Terraform State (tfstate) Viewer

Paste or open a Terraform state file and get a readable summary instead of scrolling thousands of lines of JSON. It shows top-line metrics (format version, serial, resource/instance/output counts, providers), lists every resource by its full address with the notable attributes (id, arn, region, instance_type…) surfaced, and renders the outputs table with sensitive values hidden. It reads modern v4 and legacy v3 state, and because it runs entirely in your browser, the file is never uploaded anywhere.

Files are read locally — nothing is uploaded.

How to use the Terraform State (tfstate) Viewer

Paste the contents of a terraform.tfstate file into the box, or use Open .tfstate to load one from disk — the file is parsed locally in your browser and nothing is sent to a server. The viewer immediately renders a metric grid (state format version, Terraform version, serial, and counts of resources, data sources, instances, outputs and providers) followed by an expandable list of every resource and a table of outputs.

Each resource is shown by its full Terraform address — module path, optional data. prefix, type and name, plus the instance index for counted or for_each resources — which is exactly the identifier you'd pass to terraform state show or terraform import. Expand a resource to see its most useful attributes (id, ARN, region, AMI, tags and similar) and the total attribute count. Sensitive outputs are never displayed; they're marked as hidden so you can see that an output exists without exposing its value. Use this to audit what a state file contains, find a resource's address before a targeted operation, or review a state after an import — but remember that a real state file can still contain secrets in resource attributes, so handle it accordingly.

What a Terraform state file holds

Terraform state is the JSON file that maps the resources declared in your configuration to the real objects that exist in your cloud or service providers. Terraform writes it after every apply, and reads it on every plan to compute the difference between desired and actual infrastructure. Without state, Terraform would have no way to know that the aws_instance.web in your code corresponds to a specific running EC2 instance, so the file is the authoritative record of what Terraform manages.

The current format is version 4, a flat resources array where each entry carries a mode (managed or data), type, name, provider reference, and a list of instances — one per count index or for_each key — each holding the full attribute map captured from the provider. Older Terraform (0.11 and earlier) wrote version 3, which nested resources inside a modules array keyed by module path, with attributes under a primary block. This viewer normalizes both shapes into the same resource list so a legacy state reads as cleanly as a modern one.

Reading raw state by hand is awkward because the files are large, deeply nested, and ordered for machines rather than people. The practical questions you usually have — how many resources are tracked, what providers are involved, what is the exact address of a given resource, what are the output values — are buried. This tool answers them at a glance and renders entirely client-side, which matters because state frequently contains sensitive data: provider credentials echoed into attributes, database passwords, private keys, and the values of any output not marked sensitive. Inspecting it in the browser, with sensitive outputs masked and nothing uploaded, keeps that data on your machine. For routine work the canonical commands remain terraform state list and terraform show -json; this viewer is for quickly eyeballing a state file you already have in hand.

Common use cases

  • Find a resource address. Look up the exact address to pass to terraform state show, rm or import.
  • Audit a state file. See at a glance how many resources, providers and outputs a state tracks.
  • Review legacy state. Read a pre-0.12 v3 state file without standing up an old Terraform version.
  • Post-import sanity check. Confirm an imported resource landed with the attributes you expected.

Frequently asked questions

Is my state file uploaded anywhere?

No. The file is read and parsed entirely in your browser with JavaScript; it never leaves your machine.
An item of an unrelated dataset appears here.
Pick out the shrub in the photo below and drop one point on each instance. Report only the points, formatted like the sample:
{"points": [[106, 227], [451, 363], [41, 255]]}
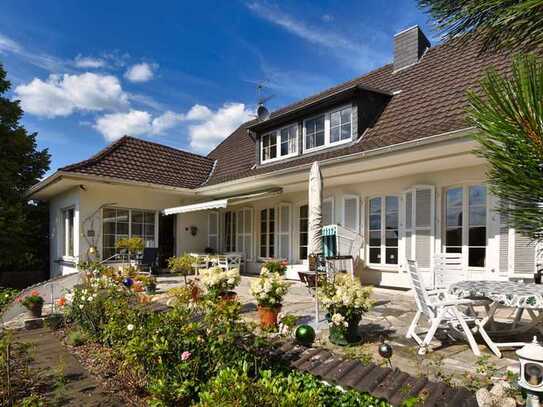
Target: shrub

That said, state files routinely contain secrets, so treat the file itself as sensitive and avoid pasting it into tools you do not trust.

Which state versions are supported?

Both the current version 4 format (a flat resources array, written by Terraform 0.12 and later) and the legacy version 3 format (resources nested under a modules array, written by Terraform 0.11 and earlier). The viewer normalizes both into a single resource list with consistent addresses.

Why are some output values hidden?

Outputs marked sensitive in your configuration are masked and shown as "(sensitive — hidden)" so you can confirm the output exists without exposing its value on screen. Non-sensitive outputs are shown in full. Note that resource attributes are not masked, so a complete state can still reveal secrets.

What does the resource address mean?

It is the canonical identifier Terraform uses, composed of any module path, an optional data. prefix for data sources, the resource type and name, and an index in brackets for resources created with count or for_each. It is exactly what you supply to commands like terraform state show ADDRESS.

Can it edit or fix a state file?

No — it is read-only. It is for inspecting and understanding state, not modifying it. To change state, use the official terraform state subcommands (mv, rm, import) or terraform apply; hand-editing a state file is risky and generally discouraged.